Speaking on a UTV Ireland documentary, The Miami Showband Massacre: 40 Years On, due to air at 8pm tonight, Stephen Travers says: “We’re not going to get a public enquiry, so the route we are taking to get some sort of justice is by taking a civil case. We will never have peace, we’ll never have peace of mind, but what we may have is some sort of closure.”
Margaret Urwin of Justice for the Forgotten, who has helped prevent the murders being relegated to dusty archives by the both governments, told The Irish News she remains “pleased” to support the families “at this difficult time”.
While the cogs of the legal machine turn, for those left behind the loss of those killed remains palpable.
Miami’s road manager Brian Maguire, who was travelling separately after the Banbridge gig, remembers Brian McCoy as being “such a straight guy as well as being a great musician”.

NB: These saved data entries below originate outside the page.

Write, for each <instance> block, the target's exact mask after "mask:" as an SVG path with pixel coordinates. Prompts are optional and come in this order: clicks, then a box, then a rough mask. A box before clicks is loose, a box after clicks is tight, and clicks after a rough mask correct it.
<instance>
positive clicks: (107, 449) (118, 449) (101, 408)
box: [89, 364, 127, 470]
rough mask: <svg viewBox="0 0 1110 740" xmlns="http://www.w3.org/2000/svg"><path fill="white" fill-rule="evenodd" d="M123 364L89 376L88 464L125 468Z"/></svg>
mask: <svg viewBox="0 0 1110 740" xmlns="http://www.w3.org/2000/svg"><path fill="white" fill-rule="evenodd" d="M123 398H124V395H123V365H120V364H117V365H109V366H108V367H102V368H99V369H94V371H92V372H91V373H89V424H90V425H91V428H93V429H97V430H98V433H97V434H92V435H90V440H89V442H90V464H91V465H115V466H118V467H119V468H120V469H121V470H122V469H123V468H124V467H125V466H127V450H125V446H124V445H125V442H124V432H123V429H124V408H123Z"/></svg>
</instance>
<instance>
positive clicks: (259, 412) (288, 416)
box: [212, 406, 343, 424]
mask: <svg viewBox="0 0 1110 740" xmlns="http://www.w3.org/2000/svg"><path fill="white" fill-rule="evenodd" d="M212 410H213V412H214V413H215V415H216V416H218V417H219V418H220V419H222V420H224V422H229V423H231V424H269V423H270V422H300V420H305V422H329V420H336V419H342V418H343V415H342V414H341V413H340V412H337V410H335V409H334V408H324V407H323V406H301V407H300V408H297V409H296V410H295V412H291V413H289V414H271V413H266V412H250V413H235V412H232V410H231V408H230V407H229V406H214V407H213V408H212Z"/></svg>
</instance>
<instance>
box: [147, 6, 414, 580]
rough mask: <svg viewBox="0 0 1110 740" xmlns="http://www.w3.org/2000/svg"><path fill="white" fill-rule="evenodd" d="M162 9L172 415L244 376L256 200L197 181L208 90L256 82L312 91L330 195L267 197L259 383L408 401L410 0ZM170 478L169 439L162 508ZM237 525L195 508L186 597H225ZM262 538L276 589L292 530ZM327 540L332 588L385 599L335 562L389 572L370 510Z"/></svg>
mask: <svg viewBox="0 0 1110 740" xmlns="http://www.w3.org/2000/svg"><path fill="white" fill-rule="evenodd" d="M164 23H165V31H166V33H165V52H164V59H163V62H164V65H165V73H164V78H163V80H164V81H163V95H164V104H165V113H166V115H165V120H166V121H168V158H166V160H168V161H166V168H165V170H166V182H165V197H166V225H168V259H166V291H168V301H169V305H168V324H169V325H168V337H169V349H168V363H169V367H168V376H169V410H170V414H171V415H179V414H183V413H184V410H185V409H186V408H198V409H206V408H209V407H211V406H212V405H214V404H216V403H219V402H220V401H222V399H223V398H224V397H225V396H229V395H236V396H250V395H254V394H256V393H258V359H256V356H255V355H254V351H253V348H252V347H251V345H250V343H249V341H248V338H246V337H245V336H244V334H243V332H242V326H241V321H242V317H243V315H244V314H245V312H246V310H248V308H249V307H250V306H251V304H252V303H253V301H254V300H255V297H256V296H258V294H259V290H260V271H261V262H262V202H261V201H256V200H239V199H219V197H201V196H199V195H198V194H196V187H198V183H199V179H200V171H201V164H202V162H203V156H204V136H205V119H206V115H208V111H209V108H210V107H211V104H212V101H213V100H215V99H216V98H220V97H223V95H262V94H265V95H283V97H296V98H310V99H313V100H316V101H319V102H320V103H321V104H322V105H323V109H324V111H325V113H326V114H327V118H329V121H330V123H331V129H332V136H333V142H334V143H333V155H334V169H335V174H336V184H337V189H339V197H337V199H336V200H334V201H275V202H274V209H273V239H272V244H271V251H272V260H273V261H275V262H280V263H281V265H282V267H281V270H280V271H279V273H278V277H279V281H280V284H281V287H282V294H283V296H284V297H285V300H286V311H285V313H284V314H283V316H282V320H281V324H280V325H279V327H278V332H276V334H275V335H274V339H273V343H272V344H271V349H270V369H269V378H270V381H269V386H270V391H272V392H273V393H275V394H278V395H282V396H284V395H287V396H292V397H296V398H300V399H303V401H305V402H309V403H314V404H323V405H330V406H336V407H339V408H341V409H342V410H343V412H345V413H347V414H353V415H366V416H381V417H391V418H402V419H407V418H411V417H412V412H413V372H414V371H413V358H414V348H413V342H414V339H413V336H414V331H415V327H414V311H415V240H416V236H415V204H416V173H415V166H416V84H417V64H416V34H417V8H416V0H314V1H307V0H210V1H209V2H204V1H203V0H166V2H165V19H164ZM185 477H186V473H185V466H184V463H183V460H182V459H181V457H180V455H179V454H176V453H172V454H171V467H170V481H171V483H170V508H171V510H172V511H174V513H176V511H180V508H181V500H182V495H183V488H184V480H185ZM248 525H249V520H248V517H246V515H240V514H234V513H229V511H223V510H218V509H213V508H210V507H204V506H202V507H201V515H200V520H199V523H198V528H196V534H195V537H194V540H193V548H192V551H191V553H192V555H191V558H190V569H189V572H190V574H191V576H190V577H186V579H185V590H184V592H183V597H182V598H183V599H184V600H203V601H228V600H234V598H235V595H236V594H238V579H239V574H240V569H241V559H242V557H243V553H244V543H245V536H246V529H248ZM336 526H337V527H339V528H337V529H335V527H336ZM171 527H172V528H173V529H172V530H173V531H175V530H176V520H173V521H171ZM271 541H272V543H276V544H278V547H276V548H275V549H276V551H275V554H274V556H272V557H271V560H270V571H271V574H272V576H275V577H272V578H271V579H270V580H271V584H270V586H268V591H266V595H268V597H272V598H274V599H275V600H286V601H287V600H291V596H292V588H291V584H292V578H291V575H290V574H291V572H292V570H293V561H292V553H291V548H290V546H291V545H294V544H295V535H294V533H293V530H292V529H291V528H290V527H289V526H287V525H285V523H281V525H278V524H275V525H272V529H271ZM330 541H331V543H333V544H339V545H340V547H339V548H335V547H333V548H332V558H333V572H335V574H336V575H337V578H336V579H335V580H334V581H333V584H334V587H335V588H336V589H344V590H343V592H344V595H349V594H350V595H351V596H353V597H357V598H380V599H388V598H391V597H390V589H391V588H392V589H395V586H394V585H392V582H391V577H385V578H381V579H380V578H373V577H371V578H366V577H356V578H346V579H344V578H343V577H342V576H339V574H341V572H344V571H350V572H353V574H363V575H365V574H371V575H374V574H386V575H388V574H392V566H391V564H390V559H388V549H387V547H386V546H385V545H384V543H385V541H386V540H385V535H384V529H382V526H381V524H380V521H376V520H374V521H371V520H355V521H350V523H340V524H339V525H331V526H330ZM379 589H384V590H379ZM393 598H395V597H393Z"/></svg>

“Fran had the looks. He was baby-faced, long-haired and charismatic, with a cheeky little smile. He was the kind of guy that when you were getting a cup of tea in a ballroom he’d be given the extra biscuit!”
Tony was a “very quiet guy but a really, really good guitar player”, in the same league as legends Gary Moore, Rory Gallagher and Philip Donnelly.
Brian, who remains emotionally scarred by the violent murders, fears the truth behind the massacre will not be known in his lifetime, saying: “No government is ever going to admit they were involved in that kind of carry on. Governments put things on the long finger and eventually they become part of the past and disappear.”
He is set to deliver an oration at 2pm tomorrow at a wreath-laying ceremony at the Miami Showband Memorial in Dublin’s Parnell Square, the site of the old National Ballroom, where the band had played regularly.
For Fran’s nephew David O’Toole, the day’s events are an opportunity for the men’s family, friends and fans to commemorate their lives.
“First and foremost we want to remember them and celebrate their lives, not just remember the way they died. Fran was a person who was full of energy and who had a huge talent and passion for music. We don’t want his life to be overshadowed by the events of his death,” David says.